Two prompt rules carry the weight: footnote everything, and don’t speculate about why-it-happened beyond the proximate cause. The first kills hallucination. The second kills “the team didn’t follow process” boilerplate that everyone hates.

5. Footnote Validation

Trust nothing. After the model returns the narrative, validate that every footnote points to a real timeline index.

# validate/footnotes.py
import re

FOOTNOTE_RE = re.compile(r"\[\^(\d+)\]")

def validate_footnotes(narrative: Narrative, timeline: list[dict]) -> list[str]:
    issues = []
    max_idx = len(timeline) - 1
    for field in narrative.model_fields:
        text = getattr(narrative, field)
        for match in FOOTNOTE_RE.finditer(text):
            idx = int(match.group(1))
            if idx > max_idx or idx < 0:
                issues.append(f"{field}: footnote [^{idx}] out of range")
    # also check the model didn't leave unfootnoted paragraphs
    for field in ("what_happened", "why_it_happened", "what_we_did"):
        text = getattr(narrative, field)
        if not FOOTNOTE_RE.search(text):
            issues.append(f"{field}: no footnotes, likely hallucinated")
    return issues

If validation produces issues, retry the draft once with the issues listed in the user message.

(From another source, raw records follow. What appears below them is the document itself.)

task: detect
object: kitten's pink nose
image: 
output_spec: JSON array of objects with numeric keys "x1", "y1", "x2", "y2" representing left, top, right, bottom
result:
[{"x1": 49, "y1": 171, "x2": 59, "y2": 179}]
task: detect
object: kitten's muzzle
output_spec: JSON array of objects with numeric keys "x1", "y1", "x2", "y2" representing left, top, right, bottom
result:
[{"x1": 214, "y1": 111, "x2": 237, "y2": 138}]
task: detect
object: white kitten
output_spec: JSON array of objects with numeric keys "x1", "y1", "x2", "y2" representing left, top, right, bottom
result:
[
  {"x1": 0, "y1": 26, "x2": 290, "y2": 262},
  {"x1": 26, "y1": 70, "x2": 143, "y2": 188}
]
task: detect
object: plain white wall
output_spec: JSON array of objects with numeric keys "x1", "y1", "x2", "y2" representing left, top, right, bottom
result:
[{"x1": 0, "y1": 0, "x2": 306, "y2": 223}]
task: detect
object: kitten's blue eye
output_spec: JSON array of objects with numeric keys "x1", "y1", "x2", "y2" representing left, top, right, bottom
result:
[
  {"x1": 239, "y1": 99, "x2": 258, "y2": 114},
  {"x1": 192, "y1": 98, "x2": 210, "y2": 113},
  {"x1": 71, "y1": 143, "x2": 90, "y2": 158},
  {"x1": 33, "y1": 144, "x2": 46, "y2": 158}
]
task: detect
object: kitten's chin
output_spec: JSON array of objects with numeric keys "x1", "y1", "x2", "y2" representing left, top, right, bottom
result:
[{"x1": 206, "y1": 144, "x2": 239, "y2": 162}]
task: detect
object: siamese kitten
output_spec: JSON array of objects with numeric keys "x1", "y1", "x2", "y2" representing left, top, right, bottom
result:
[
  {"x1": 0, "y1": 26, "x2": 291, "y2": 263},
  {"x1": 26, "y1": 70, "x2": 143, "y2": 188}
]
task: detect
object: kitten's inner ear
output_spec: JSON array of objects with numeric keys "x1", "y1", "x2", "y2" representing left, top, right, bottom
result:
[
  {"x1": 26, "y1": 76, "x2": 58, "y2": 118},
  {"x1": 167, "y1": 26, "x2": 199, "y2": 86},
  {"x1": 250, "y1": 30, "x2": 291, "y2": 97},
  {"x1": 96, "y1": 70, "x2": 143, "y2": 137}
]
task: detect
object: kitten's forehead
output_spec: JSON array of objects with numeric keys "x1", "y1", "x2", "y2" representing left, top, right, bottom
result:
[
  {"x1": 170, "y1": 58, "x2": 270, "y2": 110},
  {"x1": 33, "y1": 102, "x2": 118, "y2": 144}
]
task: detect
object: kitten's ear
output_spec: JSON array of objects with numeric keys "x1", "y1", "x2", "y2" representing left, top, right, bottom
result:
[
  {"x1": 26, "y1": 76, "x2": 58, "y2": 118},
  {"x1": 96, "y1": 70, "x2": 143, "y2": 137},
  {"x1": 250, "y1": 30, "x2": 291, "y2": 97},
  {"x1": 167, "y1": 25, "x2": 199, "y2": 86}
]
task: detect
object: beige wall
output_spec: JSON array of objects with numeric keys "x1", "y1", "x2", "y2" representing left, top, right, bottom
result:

Don’t retry more than once — the model rarely improves on a third pass.

6. Rendering the Markdown

Final rendering is mechanical. Timeline is a table, narrative has its footnotes hyperlinked back to the timeline.

# render/markdown.py
def render(doc: dict) -> str:
    timeline = doc["timeline"]
    n = doc["narrative"]
    out = [
        f"# {doc['title']}",
        "",
        f"**Status**: {doc['status']}  |  **Severity**: {doc['severity']}",
        f"**Detected**: {doc['window']['detected_at']}  |  "
        f"**Resolved**: {doc['window']['resolved_at']}",
        "",
        "## Impact",
        f"- Users affected: {doc['impact']['users_affected']}",
        f"- Duration: {doc['impact']['duration_minutes']} minutes",
        f"- Revenue estimate: ${doc['impact']['revenue_estimate_usd']:,}",
        "",
        "## Summary", "", n["summary"], "",
        "## What happened", "", n["what_happened"], "",
        "## Why it happened (proximate)", "", n["why_it_happened"], "",
        "## What we did", "", n["what_we_did"], "",
        "## What we learned (draft)", "", n["what_we_learned"], "",
        "## Timeline", "",
        "| Time | Source | Event |",
        "|------|--------|-------|",
    ]
    for i, e in enumerate(timeline):
        link = f"[link]({e['source_url']})" if e.get("source_url") else ""
        out.append(f"| [{i}] {e['at']} | {e['source']} {link} | {e['event']} |")
    return "\n".join(out)

The [N] index in the timeline table matches the [^N] footnotes in the narrative. Click-through navigation works in any decent markdown renderer.

7. The Pull Request

The pipeline writes the postmortem to a git repo as a PR. The reviewer is the incident commander.

# pipeline/run.py
async def run(pd_incident_id: str):
    timeline = await collect_timeline(pd_incident_id)
    impact = await estimate_impact(pd_incident_id)
    narrative = await draft(timeline, impact)
    issues = validate_footnotes(narrative, timeline)
    if issues:
        narrative = await draft(timeline, impact, retry_issues=issues)
        # second pass; if still bad, ship with TODOs
    doc = {
        "incident_id": pd_incident_id,
        "title": f"{summarize_title(timeline)}, {timeline[0]['at'][:10]}",
        "status": "draft",
        "severity": detect_severity(pd_incident_id),
        "window": {
            "detected_at": timeline[0]["at"],
            "resolved_at": find_resolved_at(timeline),
        },
        "impact": impact,
        "timeline": timeline,
        "narrative": narrative.model_dump(),
    }
    md = render(doc)
    await open_pr(
        path=f"postmortems/{pd_incident_id}.md",
        content=md,
        title=f"Postmortem draft: {doc['title']}",
        body="Auto-generated draft. Please review timeline accuracy and "
             "rewrite the narrative as needed.",
        reviewers=[commander_for(pd_incident_id)],
    )

The PR description sets the right expectation. This is a draft. Verify the timeline. Rewrite the narrative. The model is a starting point, not the final word.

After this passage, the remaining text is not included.